Le technicien lui vous dira que c’est parce que le contraste est flagrant, entre les deux paysages. Le film est un voyage initiatique vers l’inconnu, mais aussi la recherche de soi. Il fallait partir d’un point A complètement différent d’un point B. Tunis, c’est New York pour les gens de Tozeur. Pour avoir été un peu en Afrique, Tozeur ressemble beaucoup à Niamey ou Djibouti. Il y a un côté urbain, mais ancré dans la Terre. C’est une ville qui résiste au sable, mais ce dernier est omniprésent. Contrairement à Tunis, très vert et fleuri. Je trouvais le contraste très intéressant.
J’ai choisi de filmer ces villes à travers le regard des personnages afin d’éviter les clichés touristiques. Plutôt que de capturer la médina ou Sidi Bou Saïd, j’ai filmé ce qui attirait Aya : l’aspect ultra-moderne de la ville, l’alcool, les boîtes de nuit.
Vous évoquiez votre côté technicien (Mehdi est également monteur), comme pour votre premier film, vous avez choisi de filmer en format scope et gros plan.
J’aime beaucoup le scope, que ce soit en plan large ou serré. Cela permet de raconter et d’intégrer beaucoup de choses dans le plan. Il me permet de monter dans le plan sans couper, c’est une forme de montage.
Ça m’offre une certaine esthétique, j’aime beaucoup jouer avec les lignes et perspectives. Cela me permet de raconter à travers l’esthétique sans pour autant trop appuyer sur le trait. Cela illustre la dérive du personnage à travers d’interminables couloirs, l’oppression ressentie dans les gros plans, ou encore la façon dont elle se fond dans la foule à travers de vastes plans larges.

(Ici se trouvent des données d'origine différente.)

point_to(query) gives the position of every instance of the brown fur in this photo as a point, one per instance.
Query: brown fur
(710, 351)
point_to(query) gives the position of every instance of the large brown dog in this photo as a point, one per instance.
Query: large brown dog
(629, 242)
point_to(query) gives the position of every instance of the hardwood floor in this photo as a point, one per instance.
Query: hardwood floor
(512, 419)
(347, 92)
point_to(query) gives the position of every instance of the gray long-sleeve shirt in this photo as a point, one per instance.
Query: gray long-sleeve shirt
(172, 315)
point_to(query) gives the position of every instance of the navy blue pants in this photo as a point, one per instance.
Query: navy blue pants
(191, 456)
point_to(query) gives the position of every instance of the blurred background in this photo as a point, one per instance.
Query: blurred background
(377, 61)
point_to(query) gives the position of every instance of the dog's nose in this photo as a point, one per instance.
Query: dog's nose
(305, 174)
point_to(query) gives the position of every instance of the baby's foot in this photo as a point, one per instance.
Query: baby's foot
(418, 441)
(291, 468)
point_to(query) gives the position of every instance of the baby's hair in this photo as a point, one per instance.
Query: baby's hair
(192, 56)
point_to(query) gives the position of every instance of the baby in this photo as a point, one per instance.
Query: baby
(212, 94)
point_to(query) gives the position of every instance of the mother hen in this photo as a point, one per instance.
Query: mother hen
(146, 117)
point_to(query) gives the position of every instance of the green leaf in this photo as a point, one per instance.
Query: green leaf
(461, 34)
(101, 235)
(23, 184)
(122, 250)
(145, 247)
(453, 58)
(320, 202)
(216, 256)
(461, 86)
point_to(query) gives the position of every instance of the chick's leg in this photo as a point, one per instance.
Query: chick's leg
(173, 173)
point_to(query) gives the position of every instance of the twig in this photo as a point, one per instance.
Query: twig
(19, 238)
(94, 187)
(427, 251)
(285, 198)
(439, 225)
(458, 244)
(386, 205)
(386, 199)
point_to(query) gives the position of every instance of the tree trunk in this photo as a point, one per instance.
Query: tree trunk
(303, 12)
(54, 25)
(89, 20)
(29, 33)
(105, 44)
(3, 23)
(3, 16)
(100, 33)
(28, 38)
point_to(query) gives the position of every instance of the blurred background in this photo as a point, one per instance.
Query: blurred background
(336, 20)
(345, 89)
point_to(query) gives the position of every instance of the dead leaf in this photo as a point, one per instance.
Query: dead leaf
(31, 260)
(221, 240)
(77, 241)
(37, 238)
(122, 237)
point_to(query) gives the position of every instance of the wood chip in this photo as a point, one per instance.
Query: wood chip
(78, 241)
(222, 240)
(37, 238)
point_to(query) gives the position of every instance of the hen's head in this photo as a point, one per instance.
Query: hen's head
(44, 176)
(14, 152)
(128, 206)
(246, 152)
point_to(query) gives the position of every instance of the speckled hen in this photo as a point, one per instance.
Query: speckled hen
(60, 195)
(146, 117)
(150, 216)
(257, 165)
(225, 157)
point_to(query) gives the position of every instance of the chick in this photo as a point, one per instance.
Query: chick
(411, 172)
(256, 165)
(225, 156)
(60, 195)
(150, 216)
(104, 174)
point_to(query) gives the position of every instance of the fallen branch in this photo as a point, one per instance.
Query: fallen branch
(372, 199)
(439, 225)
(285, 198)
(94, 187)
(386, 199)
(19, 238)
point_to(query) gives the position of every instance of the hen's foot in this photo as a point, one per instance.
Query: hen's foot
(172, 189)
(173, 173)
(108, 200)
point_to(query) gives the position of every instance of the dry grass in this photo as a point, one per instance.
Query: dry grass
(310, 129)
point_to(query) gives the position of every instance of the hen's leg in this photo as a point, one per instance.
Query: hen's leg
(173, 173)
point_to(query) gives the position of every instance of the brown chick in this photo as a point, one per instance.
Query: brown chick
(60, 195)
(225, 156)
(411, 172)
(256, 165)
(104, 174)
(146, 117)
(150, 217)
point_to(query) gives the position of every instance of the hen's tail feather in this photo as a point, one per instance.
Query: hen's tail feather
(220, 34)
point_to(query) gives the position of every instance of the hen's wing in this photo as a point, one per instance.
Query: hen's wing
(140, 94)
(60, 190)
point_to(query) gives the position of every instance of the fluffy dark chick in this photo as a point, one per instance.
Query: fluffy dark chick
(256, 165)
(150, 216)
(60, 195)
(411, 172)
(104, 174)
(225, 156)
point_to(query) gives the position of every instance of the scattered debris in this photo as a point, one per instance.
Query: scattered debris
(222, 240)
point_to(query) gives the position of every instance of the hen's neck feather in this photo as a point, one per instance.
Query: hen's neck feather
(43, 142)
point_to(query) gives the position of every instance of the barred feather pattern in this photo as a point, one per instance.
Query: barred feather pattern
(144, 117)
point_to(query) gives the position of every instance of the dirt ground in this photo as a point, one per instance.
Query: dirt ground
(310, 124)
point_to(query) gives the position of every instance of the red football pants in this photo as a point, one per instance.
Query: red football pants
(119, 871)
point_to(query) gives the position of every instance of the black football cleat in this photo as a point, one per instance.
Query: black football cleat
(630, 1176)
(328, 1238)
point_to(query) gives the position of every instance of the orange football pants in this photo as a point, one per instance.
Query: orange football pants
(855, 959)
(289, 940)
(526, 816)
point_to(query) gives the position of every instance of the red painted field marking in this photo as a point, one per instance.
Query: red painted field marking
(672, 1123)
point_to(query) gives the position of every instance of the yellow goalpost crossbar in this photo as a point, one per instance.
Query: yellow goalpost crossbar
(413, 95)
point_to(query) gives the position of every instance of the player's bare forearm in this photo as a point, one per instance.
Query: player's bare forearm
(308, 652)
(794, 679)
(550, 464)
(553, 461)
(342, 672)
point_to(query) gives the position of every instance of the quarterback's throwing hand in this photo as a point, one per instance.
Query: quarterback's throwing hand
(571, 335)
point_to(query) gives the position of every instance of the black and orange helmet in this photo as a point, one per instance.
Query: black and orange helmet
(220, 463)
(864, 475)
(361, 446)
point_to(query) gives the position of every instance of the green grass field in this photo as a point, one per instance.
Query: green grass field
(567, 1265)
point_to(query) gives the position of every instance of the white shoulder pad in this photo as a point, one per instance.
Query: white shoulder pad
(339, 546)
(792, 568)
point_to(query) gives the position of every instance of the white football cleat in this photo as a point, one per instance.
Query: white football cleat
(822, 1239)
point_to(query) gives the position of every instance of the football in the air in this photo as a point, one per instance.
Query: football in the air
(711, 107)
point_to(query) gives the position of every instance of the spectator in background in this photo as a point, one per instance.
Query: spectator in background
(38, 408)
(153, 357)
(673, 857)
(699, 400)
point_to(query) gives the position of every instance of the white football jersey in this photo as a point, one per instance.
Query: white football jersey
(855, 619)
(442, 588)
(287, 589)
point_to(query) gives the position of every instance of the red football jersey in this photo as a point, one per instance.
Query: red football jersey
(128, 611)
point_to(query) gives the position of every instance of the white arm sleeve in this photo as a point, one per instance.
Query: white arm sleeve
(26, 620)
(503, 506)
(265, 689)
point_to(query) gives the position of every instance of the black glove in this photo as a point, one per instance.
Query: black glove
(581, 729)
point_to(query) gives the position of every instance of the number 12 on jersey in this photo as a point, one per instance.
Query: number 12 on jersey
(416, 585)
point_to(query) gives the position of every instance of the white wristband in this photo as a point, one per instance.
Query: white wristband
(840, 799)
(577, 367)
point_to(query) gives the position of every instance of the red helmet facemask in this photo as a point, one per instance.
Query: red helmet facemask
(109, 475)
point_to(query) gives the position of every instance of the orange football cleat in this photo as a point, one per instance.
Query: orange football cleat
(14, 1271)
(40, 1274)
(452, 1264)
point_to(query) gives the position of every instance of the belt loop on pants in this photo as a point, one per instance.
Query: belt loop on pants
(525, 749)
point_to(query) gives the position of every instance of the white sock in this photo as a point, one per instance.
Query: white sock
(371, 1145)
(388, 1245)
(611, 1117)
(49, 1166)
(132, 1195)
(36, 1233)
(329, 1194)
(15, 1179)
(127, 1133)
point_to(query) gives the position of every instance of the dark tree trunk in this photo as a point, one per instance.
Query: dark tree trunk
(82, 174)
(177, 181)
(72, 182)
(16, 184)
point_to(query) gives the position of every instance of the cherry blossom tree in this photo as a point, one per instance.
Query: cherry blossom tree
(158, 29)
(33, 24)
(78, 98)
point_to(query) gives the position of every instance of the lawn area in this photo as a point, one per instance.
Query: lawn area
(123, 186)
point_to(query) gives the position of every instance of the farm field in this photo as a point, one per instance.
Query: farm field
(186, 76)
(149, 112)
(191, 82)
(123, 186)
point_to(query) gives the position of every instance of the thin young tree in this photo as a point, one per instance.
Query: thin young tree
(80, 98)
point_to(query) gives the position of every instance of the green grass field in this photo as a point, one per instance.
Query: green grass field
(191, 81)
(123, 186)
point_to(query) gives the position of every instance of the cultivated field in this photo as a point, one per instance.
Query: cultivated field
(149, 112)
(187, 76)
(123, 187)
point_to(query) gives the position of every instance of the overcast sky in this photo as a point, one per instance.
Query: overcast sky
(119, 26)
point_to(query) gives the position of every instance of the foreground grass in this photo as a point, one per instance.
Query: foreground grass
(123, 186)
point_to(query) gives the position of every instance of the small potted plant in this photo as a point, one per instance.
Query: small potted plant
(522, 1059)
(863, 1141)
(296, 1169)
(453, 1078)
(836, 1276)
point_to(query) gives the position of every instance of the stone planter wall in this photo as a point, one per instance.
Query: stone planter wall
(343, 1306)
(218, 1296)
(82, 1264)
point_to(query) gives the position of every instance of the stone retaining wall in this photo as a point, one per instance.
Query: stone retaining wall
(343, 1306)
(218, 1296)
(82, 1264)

C’est un langage cinématographique qui raconte beaucoup.
Le titre du film est un prénom, le personnage en aura plusieurs, comment les a-t-elle choisis ?
Ce n’est pas très original, Aïcha en arabe veut dire vivant. Il s’est imposé dès le stade embryonnaire. Je joue un peu sur les mots, mais c’est surtout un prénom. En arabe, il veut aussi dire verset du Coran, c’est délibéré, ça donne aussi une connotation religieuse à son prénom. Avec religion rime malheureusement dans certains pays arabes et musulmans, une certaine oppression et certains dogmes.
Elle a choisi Amira, qui veut dire princesse, en pensant vivre son rêve. Elle réalisera bientôt que c’est en réalité un cauchemar.
Elle veut être vivante, c’est une réplique du film « je veux être Aïcha ». Je ne voulais pas changer le sens de la traduction parce que techniquement, elle dit « je veux être vivante », je joue sur les sens des mots.
Vous parliez de votre tournée promotionnelle en Tunisie, quels sont les premiers retours ?
Nous avons reçu un très bel accueil. Recevoir les retours des spectateurs, et surtout des spectatrices, qui m’ont exprimé leur amour pour le film est l’un des plus beaux témoignages que j’ai pu avoir.